Maybe I’m not alone.

I surrender to kindness.  To video chats with educational assistants, and a package of learning materials arriving sanitized on our doorstep.  To watching my daughter’s face light up at the gift.  To a human being thinking of the needs of another human being.  And I’m smiling through happy tears.

I surrender to the idea there are people dying.  Not to sound crass, but there are always people dying.  It’s when death feels so present, so at the surface that we flinch.  When death arrives at our neighbour’s doorstep for no apparent reason other than a shift in the wind, then we find just cause to rally and rise up against death.  To give ourselves the false reassurance that when there comes a knock at our door we’ll be able to turn death away.  I surrender to death, but I will not, I will NOT surrender to fear.  Death is ever-present, whether we choose to see that or not.

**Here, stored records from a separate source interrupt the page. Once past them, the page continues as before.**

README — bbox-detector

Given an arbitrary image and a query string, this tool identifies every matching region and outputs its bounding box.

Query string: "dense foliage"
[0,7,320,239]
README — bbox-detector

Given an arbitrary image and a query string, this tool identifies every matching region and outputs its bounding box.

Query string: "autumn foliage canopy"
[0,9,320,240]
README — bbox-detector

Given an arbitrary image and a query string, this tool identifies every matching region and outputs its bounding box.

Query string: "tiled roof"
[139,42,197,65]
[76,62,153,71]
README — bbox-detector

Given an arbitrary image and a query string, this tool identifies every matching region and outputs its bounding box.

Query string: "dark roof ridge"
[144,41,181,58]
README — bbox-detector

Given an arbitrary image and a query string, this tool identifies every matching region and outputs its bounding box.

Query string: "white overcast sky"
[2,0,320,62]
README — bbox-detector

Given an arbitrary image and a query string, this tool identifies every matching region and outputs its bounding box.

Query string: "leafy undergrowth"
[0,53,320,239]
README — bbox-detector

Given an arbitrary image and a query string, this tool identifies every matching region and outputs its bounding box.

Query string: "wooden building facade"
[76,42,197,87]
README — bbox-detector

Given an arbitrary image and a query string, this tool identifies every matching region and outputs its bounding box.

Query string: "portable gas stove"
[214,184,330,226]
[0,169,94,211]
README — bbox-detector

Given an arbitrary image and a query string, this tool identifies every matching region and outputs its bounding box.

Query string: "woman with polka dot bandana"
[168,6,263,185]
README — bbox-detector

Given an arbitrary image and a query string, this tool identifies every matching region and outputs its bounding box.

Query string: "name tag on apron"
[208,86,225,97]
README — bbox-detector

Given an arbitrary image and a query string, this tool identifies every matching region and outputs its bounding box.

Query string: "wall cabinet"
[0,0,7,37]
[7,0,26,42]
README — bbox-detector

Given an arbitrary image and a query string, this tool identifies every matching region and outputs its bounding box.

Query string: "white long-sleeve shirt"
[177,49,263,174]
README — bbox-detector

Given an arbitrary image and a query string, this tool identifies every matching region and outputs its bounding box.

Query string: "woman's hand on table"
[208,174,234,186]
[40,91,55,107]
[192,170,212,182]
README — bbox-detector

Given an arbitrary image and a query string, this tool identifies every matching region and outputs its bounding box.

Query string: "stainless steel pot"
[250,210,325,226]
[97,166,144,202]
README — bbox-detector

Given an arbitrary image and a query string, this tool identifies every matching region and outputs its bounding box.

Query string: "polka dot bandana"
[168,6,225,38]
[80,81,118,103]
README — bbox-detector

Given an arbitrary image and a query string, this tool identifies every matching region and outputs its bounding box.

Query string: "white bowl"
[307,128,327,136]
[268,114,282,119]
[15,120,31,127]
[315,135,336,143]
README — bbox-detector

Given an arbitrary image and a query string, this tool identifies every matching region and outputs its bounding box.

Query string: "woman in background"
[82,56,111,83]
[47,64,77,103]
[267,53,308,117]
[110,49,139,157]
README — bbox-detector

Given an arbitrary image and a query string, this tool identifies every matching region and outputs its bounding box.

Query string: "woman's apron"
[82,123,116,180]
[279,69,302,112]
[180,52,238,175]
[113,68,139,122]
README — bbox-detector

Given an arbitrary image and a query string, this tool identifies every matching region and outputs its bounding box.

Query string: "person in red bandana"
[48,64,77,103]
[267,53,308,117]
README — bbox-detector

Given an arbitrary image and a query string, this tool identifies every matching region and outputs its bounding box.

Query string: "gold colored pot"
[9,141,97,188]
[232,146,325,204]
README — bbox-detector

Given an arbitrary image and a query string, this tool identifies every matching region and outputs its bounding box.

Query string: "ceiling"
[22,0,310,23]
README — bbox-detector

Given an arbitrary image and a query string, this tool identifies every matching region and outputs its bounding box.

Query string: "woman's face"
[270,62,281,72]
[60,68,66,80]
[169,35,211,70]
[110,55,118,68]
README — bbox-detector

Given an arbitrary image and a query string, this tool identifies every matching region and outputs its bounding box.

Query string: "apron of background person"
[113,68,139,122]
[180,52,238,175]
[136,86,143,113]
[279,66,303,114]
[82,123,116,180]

I surrender to loss.  What appears palpable and tangible and a sure thing may not be so, and so I surrender to that loss also, the loss of surety, of having groceries that I need and want when I want them.  Of sipping lattes at my favourite café.  Of time to myself.  Of lines in stores where we don’t have to stand six feet apart.  Of a world where a deadly virus does not exist.

But most of all I surrender to love; I yield to its awesome power.  To the sound of the happy birthday song leaving my children’s lips, that sweet sound, as the keys to the piano dip and sway.  I surrender to a puppy whose trust I must earn with each move I make.  To a husband whose hair has grown floppy as a mop; I will cut it for him.  I can do that.  I want to.  There are things within our control that we still can do.

I surrender to many things, but I will not relinquish happiness and joy.  Those I will – we must – find ways to uphold.  I call my way Louie.  He’s currently curled up napping on my lap; the world’s problems be damned.